Engineers are developing innovative valve technologies to ensure the next Mars rover lands safely on the planet’s surface.
On the cold, barren landscape of Mars, violent winds create dust storms that engulf the planet for months at a time. It never rains, temperatures drop to -90°C at night and the atmosphere is 100 times thinner than Earth’s.
But it wasn’t always this hostile. Billions of years ago, the Red Planet may have been a warm paradise of blue skies and lakes. Astronomers claim Mars could unlock the secrets of how our solar system formed, and the race to find signs of life on the Red Planet is now heating up.
Manned missions are planned for the 2030s, but before then both NASA and the European Space Agency (ESA) plan to send probes to the planet’s surface. NASA recently revealed details of its next Mars rover, which will launch in 2020, while ESA is hoping to send the ExoMars rover in 2018.
Both agencies not only have to contend with making the 34-million-mile journey through space, but once there, they will have to somehow land the probes on the planet’s surface. It’s a manoeuvre in which years of planning could go wrong in a matter of seconds — a lesson that Beagle 2 engineers know only too well.
Previous missions have used airbags to soften the landing, but there was a problem with these ‘bouncing ball’ systems.
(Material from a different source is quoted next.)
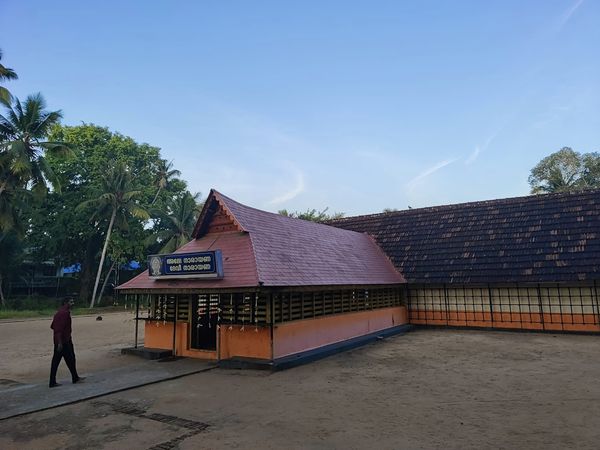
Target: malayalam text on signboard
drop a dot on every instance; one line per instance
(186, 265)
Essentially a set of non-vented cushions that inflated before the lander touched down on the surface, the airbags would protect the payload but would also cause the lander to bounce as many as 10 times before coming to a rest — potentially leaving it upside down and far from the intended landing site.
Aero Sekur believes it has a better solution. Under a £10m contract with ESA, the Anglo-Italian company has developed a parachute and airbag that immediately deflates upon landing to guide the ExoMars rover to the Red Planet’s surface in a more controlled way — and with an unusual parallel. ‘If you remember as a kid, the fart cushions: that is actually an accepted methodology of absorbing shock on landing,’ said Aero Sekur chairman Mark Butler.
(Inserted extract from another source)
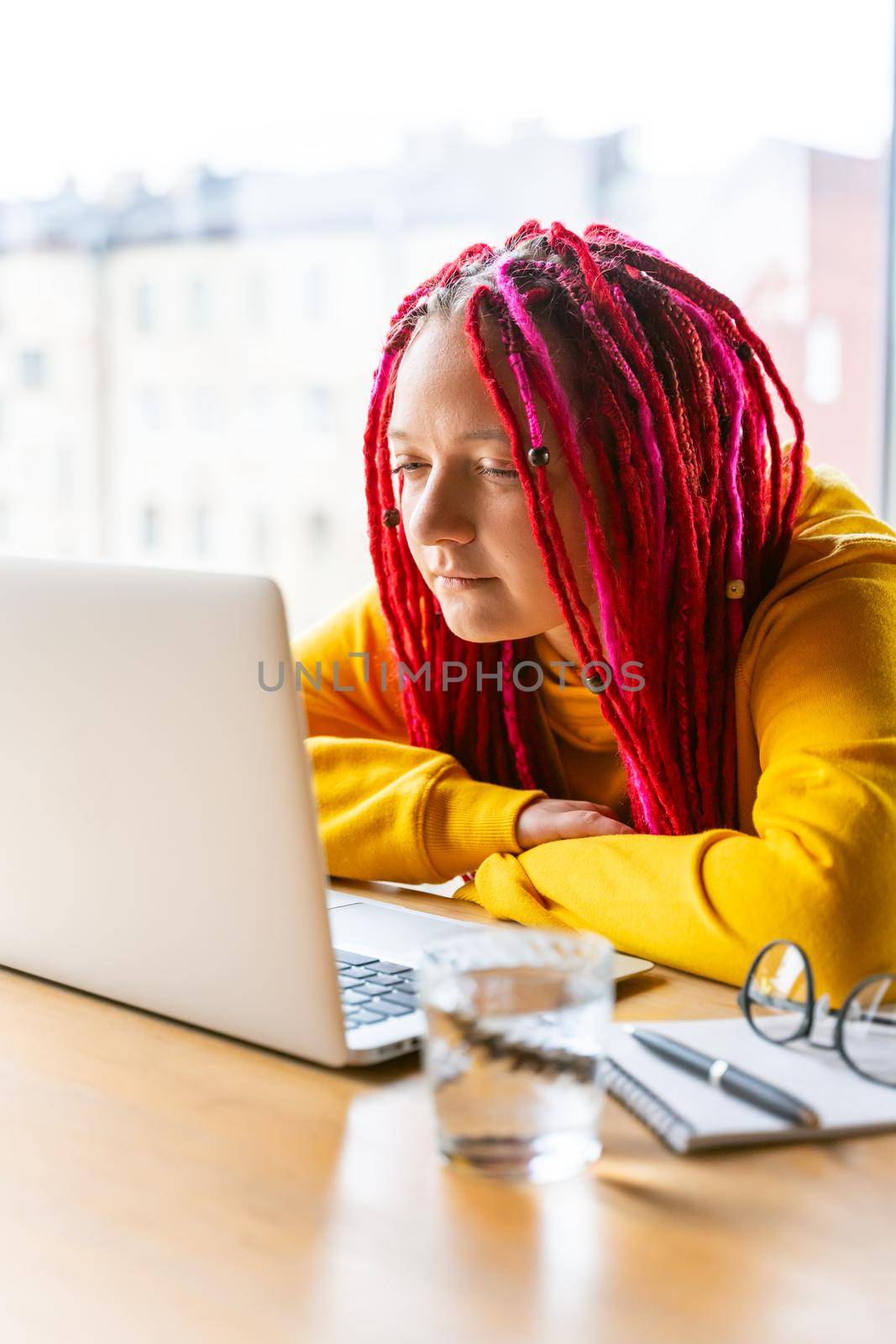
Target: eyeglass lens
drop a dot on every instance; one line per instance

‘The trouble is they are very crude. While it absorbs some shock, that is effectively all it does. It still is a largely uncontrolled process,’ he said. Butler explained that Aero Sekur’s system uses vented airbags that deflate to just the right pressure for the probe to land upright. A sophisticated valve system is used within the design, alongside complex algorithms and extremely tough fabrics.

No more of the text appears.